The humour of Good Queen Bess did not suit the tailors
Memorable extracts from an article by Edmund Akenhead, former Crossword Editor, Saturday, August 20th 1977
While a compiler’s reference books should, in the case of the ordinary daily crossword, serve merely to supply supporting authority for what he or she already knows, I delight in straying through some of their highways and byways and extending my rag-bag collection of fascinating trivia. For instance, years ago I learnt from Brewer’s Dictionary of Phrase and Fable that “Nine tailors make a man” which is a gross slur on Savile Row, I’m sure, but an entertaining one, and supported by the nursery rhyme “Four and twenty tailors went to kill a snail” (they were apparently put to rout when the snail put out her horns). However, it was not until comparatively recently that, while checking a reference to Good Queen Bess being turned out of the Realm in her petticoat, I came across her greeting to a delegation of 18 tailors, quoted from Chamberlin’s Sayings of Queen Elizabeth as “Good morning, gentlemen both”, which shows that the Good Queen had an excellent sense of humour and might well have made a good crossword-compiling team with Francis Bacon (famed for his Honorific . . . etc 27-letter anagram).
Should I rely on an incorrect reference? – crossword solvers will be quick to enlighten me. One anonymous puzzler sent a kindly “tut-tut” after I had used “the hoi polloi” in a clue. Our gentle readers will need no reminding that “hoi polloi” is ancient Greek for “the many” so that “the” in “the hoi polloi” is superfluous, or, as one-up-men in the Wordmanship game would no doubt prefer to call it, downright pleonastic: nevertheless Dryden used “the hoi polloi”, and so did Gilbert in Iolanthe. No doubt the advice given in Fowler’s Modern English Usage is best: if one omits “the”, one will be accused of pedantry; if one uses “the”, one will be jumped on by the purists; so it is wiser to avoid the expression (at least in “Hoi Chronoi”) altogether.
My reference books do not tell me everything I should like to know. There is, for instance, the custom handed down from generation to generation of apostrophizing certain furry animals first thing in the morning on the first day of the month, for luck.

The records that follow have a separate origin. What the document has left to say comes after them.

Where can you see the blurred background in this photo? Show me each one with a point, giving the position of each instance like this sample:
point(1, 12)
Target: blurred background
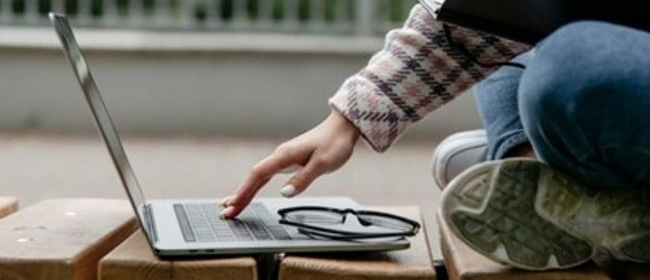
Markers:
point(200, 90)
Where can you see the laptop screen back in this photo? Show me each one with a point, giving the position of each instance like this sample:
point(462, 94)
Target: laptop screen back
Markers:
point(102, 119)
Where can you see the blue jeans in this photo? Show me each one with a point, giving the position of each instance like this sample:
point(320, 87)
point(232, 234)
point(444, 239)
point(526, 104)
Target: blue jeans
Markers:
point(583, 103)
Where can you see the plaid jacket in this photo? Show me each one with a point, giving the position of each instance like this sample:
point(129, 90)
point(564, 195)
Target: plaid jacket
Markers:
point(416, 72)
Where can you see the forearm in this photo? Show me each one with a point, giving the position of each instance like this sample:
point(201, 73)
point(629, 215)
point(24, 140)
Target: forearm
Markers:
point(416, 72)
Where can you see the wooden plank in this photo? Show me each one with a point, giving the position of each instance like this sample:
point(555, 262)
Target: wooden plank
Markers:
point(134, 260)
point(463, 263)
point(412, 263)
point(8, 205)
point(62, 238)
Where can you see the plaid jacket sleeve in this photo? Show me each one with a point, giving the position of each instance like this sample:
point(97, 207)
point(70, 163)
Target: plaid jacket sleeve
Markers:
point(416, 72)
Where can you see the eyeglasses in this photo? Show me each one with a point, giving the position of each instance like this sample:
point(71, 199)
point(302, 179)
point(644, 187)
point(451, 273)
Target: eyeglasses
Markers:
point(319, 221)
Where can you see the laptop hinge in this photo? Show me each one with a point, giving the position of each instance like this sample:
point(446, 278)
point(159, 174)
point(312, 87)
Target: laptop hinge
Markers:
point(150, 223)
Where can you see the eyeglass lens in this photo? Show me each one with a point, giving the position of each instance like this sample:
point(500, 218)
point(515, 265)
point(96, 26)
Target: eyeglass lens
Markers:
point(320, 217)
point(386, 222)
point(315, 217)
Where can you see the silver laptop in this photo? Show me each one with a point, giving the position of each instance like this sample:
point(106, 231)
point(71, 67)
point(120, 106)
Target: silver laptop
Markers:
point(184, 227)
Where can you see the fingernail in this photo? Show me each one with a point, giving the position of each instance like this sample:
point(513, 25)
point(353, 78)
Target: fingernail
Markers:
point(225, 213)
point(226, 201)
point(290, 169)
point(288, 191)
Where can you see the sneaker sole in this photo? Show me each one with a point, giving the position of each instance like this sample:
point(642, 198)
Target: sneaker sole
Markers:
point(501, 209)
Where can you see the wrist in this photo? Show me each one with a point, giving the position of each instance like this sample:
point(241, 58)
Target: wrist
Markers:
point(342, 123)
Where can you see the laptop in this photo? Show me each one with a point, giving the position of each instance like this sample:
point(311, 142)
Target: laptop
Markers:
point(530, 21)
point(191, 227)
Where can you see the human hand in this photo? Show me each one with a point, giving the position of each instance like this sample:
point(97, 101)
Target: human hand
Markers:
point(321, 150)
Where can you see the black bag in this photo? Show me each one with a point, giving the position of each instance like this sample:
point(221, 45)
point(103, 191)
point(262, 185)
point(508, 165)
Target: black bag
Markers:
point(529, 21)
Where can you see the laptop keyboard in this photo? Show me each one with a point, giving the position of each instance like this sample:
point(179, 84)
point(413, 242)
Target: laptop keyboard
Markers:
point(201, 223)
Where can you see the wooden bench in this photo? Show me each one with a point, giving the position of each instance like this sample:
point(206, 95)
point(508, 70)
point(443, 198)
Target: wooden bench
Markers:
point(413, 263)
point(8, 205)
point(134, 260)
point(62, 238)
point(463, 263)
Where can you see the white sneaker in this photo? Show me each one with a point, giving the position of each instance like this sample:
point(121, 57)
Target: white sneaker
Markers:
point(525, 214)
point(458, 152)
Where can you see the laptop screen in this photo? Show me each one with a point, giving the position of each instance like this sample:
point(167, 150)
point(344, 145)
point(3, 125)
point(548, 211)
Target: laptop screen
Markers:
point(102, 118)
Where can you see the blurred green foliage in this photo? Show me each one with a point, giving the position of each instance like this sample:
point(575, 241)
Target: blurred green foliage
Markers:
point(392, 10)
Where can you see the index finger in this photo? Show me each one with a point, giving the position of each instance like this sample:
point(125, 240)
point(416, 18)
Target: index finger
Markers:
point(260, 174)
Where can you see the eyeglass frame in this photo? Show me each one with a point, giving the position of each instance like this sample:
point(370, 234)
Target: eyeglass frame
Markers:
point(342, 234)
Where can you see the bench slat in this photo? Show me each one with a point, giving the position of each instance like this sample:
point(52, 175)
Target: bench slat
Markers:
point(8, 205)
point(463, 263)
point(62, 238)
point(134, 260)
point(412, 263)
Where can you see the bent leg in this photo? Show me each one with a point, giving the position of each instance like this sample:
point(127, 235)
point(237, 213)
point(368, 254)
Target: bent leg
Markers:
point(584, 101)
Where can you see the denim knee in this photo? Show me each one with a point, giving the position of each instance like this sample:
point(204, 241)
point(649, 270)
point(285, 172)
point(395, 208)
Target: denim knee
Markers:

I wondered whether this was a universal custom in these islands or whether the creatures apostrophized were different in different parts of the country, such as “Weasels” in Wessex, “Badgers” in Bedfordshire and “Squirrels” in Suffolk. On the first of May nearly a hundred crossword addicts from Cheshire and the adjoining counties were assembled in Chester to compete in a crossword regional final, so I took the opportunity of asking them what was the magic word which they had said, or should have said, first thing that morning (could it, I asked myself, be “Cats”?): with no dissentient voice they replied “Rabbits” except for a few (I hope they were not racialists) who said “White Rabbits”. So perhaps the “Rabbits” custom is nationwide. One wonders how it originated – some remnant of an old fertility invocation, perhaps?